L’audition s’est déroulée autour des quatre questions suivantes :

I/ Quel bilan tirez-vous de la politique familiale en 2015 ? Avez-vous des observations à formuler sur la mise en œuvre, à ce stade, des mesures décidées l’année dernière (modulation des allocations familiales et réforme du congé parental notamment).

L’UNAF a chiffré les mesures ayant mis à contribution les familles ainsi que celles leur ayant bénéficié et ce, sur 2014 et 2015. Laurent Clévenot en a donné la liste :
- pour les mesures ayant mis à contribution les familles, cela recouvre la modulation des allocations familiales mais les mesures concernant la prime de naissance et l’allocation de base de la PAJE, la baisse successive du quotient familial ;

- pour les mesures ayant bénéficié aux familles, il s’agit de la revalorisation de l’ASF et du complément familial majoré.
Au final, pour 2014, l’addition pour les familles s’élève à 1,033 milliards d’euros, à 1,570 milliards d’euros pour 2015 et, en prévisible, à 2,202 milliards d’euros pour 2016.

Ces chiffres ne tiennent pas compte du rebasage du FNAS, qui sur l’ensemble de la durée de la COG aura fait perdre aux familles 1,4 milliards d’euros par des services, qui n’auront pu être développés.
Ce bilan est donc très négatif. Une bonne part des familles visées par ces mesures d’économie sont des familles aisées mais pas seulement car les familles des classes moyennes sont également touchées notamment au travers des mesures concernant l’allocation de base de la PAJE.

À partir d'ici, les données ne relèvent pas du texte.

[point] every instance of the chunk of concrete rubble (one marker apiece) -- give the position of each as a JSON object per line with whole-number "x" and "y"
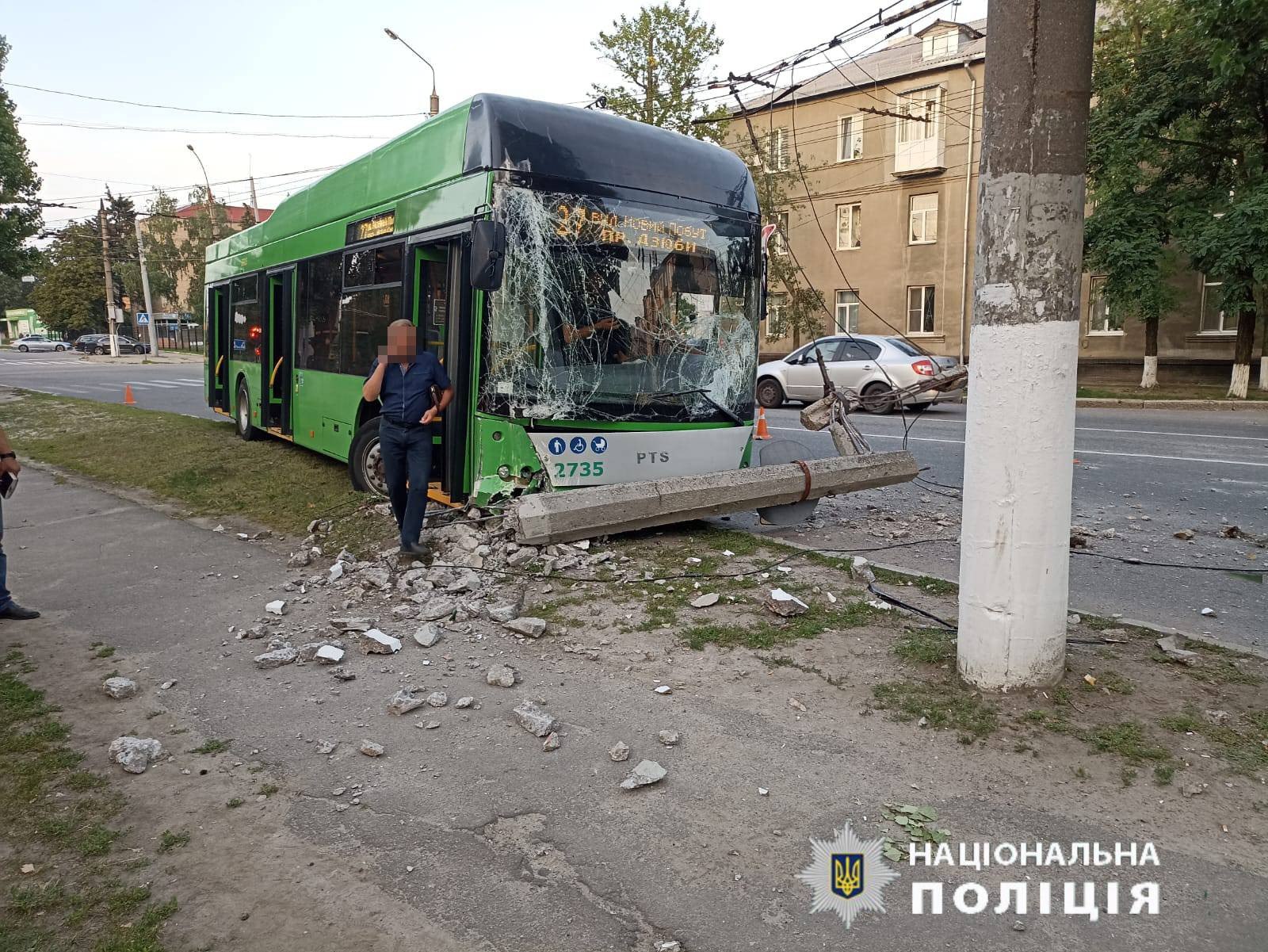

S’agissant maintenant de la modulation des allocations familiales, Laurent Clévenot a rappelé avec force, qu’avec cette mesure, l’universalité a volé en éclat au grand regret de l’UNAF.
Les allocations familiales viennent compenser la charge d’enfant, de tous les enfants dans toutes les familles. Avec la modulation, une brèche a été introduite, qui peut trouver à se reproduire dans d’autres politiques universelles :
- la modulation selon les revenus des remboursements d’assurance maladie,
- la remise en cause de la gratuité de l’école selon les revenus …
Sur le détail de la mesure, nous regrettons que les mêmes familles aient été touchées par plusieurs mesures cumulatives (2 baisses du plafond Quotient familial + modulation) et ceci dans un temps réduit sur 2 ans.
Sur la mise en œuvre de la mesure, des choix techniques nous semblent particulièrement contestables :
-il n’existe pas de différence de plafond entre familles mono-actives, d’une part, et familles bi-actives + monoparentales, d’autre part. En dehors de l’ARS, toutes les prestations familiales ont un double plafond de ressources pour prendre en compte la situation particulière des familles bi-actives et monoparentales,
- il existe une forte pénalisation des familles nombreuses car les plafonds de ressources les concernant sont trop bas.
En conclusion de ce point, Laurent Clévenot a souligné qu’il s’agissait d’une mesure d’économie et non d’une mesure de redistribution des familles les plus aisées vers les familles les plus pauvres. Le déficit de la branche famille a été créé de toutes pièces avec l’affectation à la branche des majorations de pension.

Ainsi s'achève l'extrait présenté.